Fall 2023 - CMPT 419 D200

Special Topics in Artificial Intelligence (3)

Reinforcement Learning Theory

Class Number: 7817

Delivery Method: In Person


  • Course Times + Location:

    Sep 6 – Dec 5, 2023: Fri, 2:30–5:20 p.m.



Current topics in artificial intelligence depending on faculty and student interest.


Modern applications in machine learning require collecting data in an online fashion and reasoning about the decisions used to gather it. Sequential decision-making under uncertainty focuses on problems that involve interacting with the world, collecting data, and reasoning about it, all with incomplete information about the world.  Reinforcement Learning (RL) is a general framework for studying interactive learning and has been used to develop algorithms with applications to clinical trials in medicine, monitoring industrial plants, robotics, games such as Atari and Go, and computational marketing. 

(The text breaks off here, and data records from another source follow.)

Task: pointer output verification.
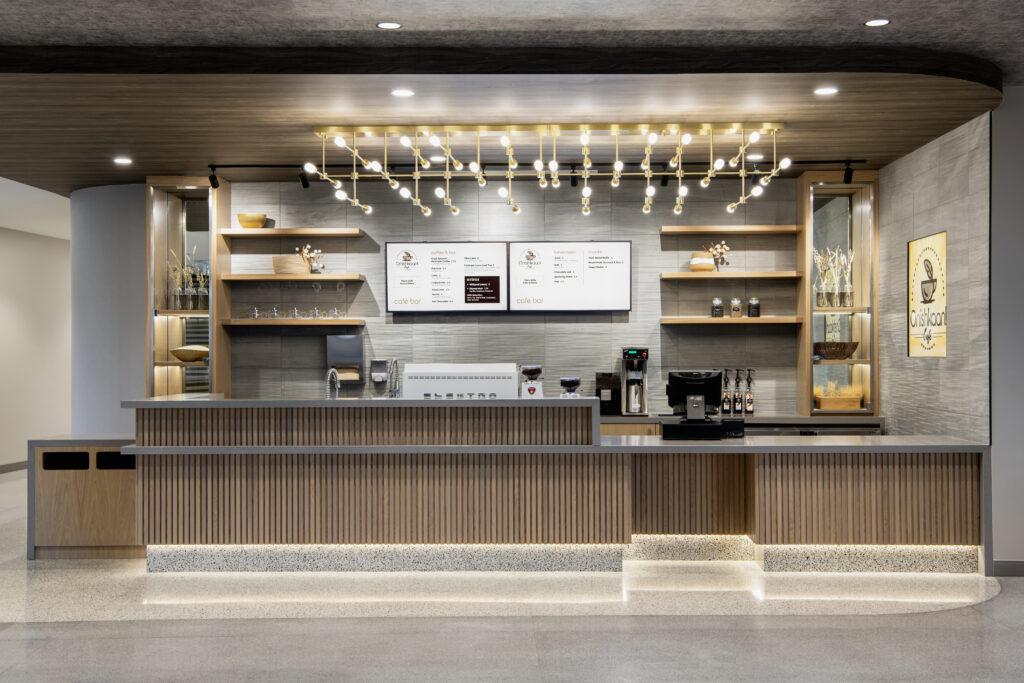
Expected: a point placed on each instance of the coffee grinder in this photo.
(634, 381)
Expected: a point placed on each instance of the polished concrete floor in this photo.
(981, 641)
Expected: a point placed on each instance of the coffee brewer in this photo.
(634, 381)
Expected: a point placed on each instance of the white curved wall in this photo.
(109, 306)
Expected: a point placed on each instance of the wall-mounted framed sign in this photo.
(927, 281)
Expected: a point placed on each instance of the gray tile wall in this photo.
(291, 365)
(940, 186)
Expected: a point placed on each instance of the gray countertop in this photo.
(610, 444)
(217, 400)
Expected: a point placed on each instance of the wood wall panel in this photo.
(902, 499)
(366, 426)
(690, 493)
(395, 499)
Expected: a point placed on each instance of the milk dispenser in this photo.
(634, 381)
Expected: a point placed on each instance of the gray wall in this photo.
(1008, 327)
(940, 186)
(109, 306)
(292, 366)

**Students taking the course are expected to have an understanding of basic probability, the basics of concentration inequalities, linear algebra, and convex optimization.**

This course (Theoretical Foundations of Reinforcement Learning) introduces the foundational concepts of bandits and reinforcement learning (RL). It will give the students experience in
1. Proving theoretical guarantees for reinforcement learning algorithms
2. Mapping problems in practical applications (e.g. recommender systems, social networks) to the RL framework
3. Developing and analyzing new bandit and RL algorithms

* Note that this course is cross-listed as a special topics course in both Artificial Intelligence and Theory, and will count towards the breadth requirement in either area.

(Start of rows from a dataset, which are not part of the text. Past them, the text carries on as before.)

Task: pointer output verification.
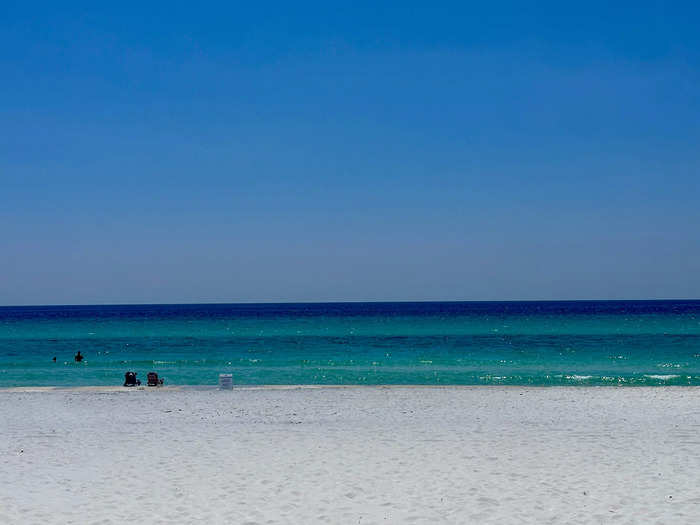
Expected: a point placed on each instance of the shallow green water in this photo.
(538, 343)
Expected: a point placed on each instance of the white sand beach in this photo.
(350, 455)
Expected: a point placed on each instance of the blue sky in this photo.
(160, 152)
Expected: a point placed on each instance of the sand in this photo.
(350, 455)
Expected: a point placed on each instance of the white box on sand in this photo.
(226, 381)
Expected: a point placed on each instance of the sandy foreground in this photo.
(350, 455)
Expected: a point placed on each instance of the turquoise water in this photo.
(517, 343)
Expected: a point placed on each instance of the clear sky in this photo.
(197, 151)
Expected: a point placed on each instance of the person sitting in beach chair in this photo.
(153, 379)
(130, 379)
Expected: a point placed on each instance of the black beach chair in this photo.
(130, 379)
(153, 379)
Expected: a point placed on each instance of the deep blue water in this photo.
(538, 343)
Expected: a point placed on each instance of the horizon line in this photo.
(405, 301)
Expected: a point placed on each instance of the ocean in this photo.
(429, 343)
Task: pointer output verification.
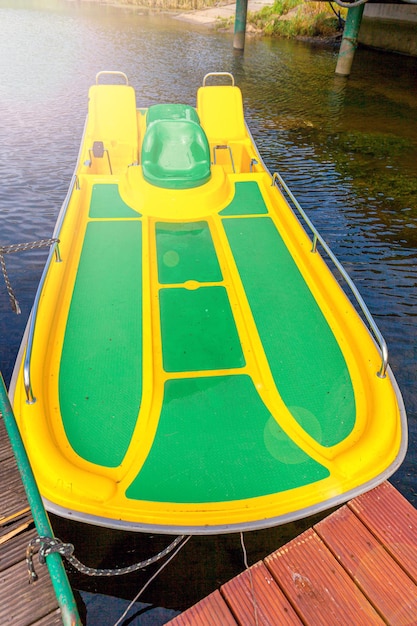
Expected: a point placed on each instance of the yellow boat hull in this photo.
(192, 364)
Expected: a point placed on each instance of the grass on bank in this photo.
(297, 18)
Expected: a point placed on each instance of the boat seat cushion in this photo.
(171, 112)
(175, 154)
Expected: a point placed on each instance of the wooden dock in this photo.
(357, 566)
(21, 603)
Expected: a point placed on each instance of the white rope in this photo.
(135, 599)
(245, 560)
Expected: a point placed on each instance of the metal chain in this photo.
(19, 247)
(49, 545)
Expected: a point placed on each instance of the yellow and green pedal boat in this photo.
(191, 364)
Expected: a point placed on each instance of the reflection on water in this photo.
(347, 148)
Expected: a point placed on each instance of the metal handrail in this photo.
(228, 74)
(318, 238)
(30, 398)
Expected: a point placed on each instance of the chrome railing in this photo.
(317, 238)
(53, 252)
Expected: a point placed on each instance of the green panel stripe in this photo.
(217, 442)
(186, 252)
(247, 200)
(100, 382)
(306, 362)
(107, 203)
(198, 330)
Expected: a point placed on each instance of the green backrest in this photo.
(175, 154)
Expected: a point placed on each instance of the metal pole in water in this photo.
(349, 40)
(240, 24)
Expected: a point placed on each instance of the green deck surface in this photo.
(100, 383)
(198, 330)
(217, 442)
(186, 252)
(305, 360)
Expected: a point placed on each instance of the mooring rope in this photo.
(48, 545)
(19, 247)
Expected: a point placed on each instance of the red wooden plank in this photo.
(367, 562)
(393, 520)
(211, 611)
(256, 600)
(318, 587)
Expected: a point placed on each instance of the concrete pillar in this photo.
(349, 40)
(240, 24)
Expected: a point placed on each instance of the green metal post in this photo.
(349, 40)
(240, 24)
(60, 583)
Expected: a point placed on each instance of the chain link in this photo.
(49, 545)
(19, 247)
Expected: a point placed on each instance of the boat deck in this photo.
(357, 566)
(21, 604)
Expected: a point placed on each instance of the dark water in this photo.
(347, 148)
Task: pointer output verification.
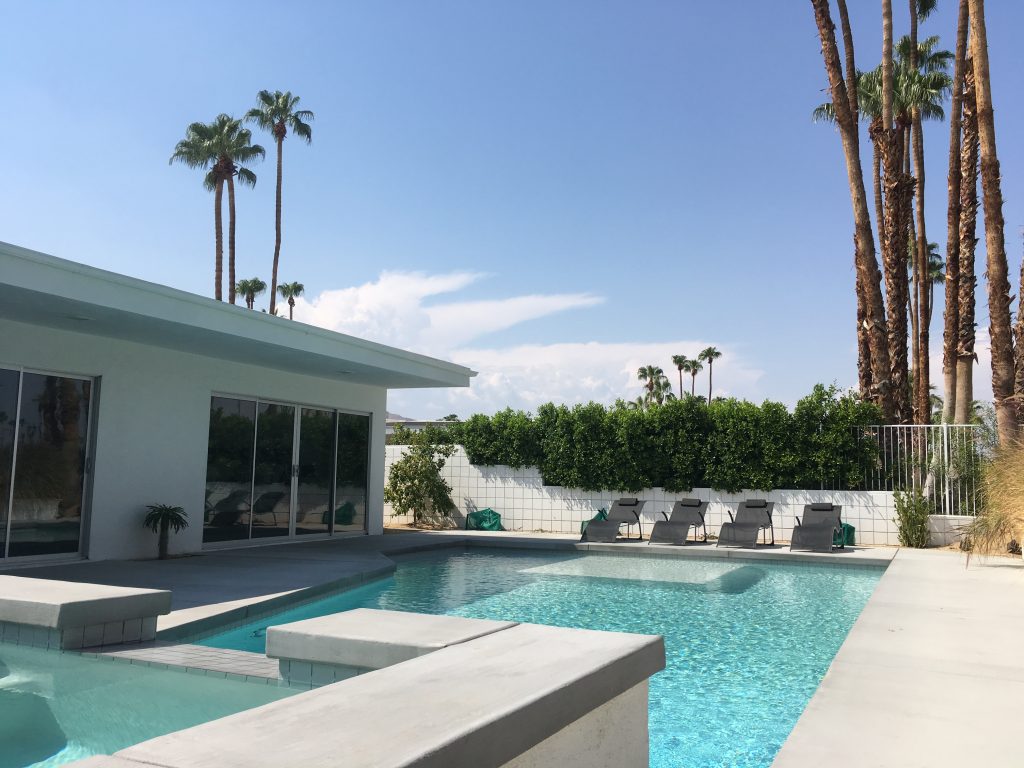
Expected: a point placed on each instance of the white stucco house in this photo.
(117, 393)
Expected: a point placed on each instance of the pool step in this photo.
(226, 663)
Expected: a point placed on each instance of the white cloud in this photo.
(393, 310)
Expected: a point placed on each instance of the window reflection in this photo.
(263, 482)
(352, 465)
(315, 471)
(49, 479)
(272, 483)
(229, 469)
(8, 415)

- Basics: Concentration inequalities, (Online) Convex Optimization
- Bandits: Multi-armed/Contextual bandits framework and the exploration-exploitation trade-off
- Bandits: Algorithms: Epsilon-greedy, Upper-confidence Bound, Thompson sampling
- Markov Decision Processes: Structural properties, Bellman equation, Linear programming view of MDPs
- MDPs: Algorithms in the tabular setting: Policy Evaluation, Temporal Difference Learning, Value Iteration, Policy Iteration
- MDPs: Algorithms with function approximation: Approximate policy iteration, Politex, Policy gradients
- MDPs: Sample-complexity of model-based learning of MDPs under a generative model
- MDPS: Regret minimization in the online setting using UCRL, LSVI-UCB
- Constrained MDPs: Primal-dual algorithms for planning



There will be a couple of assignments with the major evaluation components being a final project. The details will be discussed in the first week of classes.




  • Reinforcement Learning: An Introduction. Richard S. Sutton and Andrew G. Barto
  • Bandit Algorithms. Tor Lattimore and Csaba Szepesvari
  • Markov Decision Processes: Discrete Stochastic Dynamic Programming. Martin L. Puterman
  • Reinforcement Learning: Theory and Algorithms. Alekh Agarwal,  Nan Jiang, Sham M. Kakade and Wen Sun.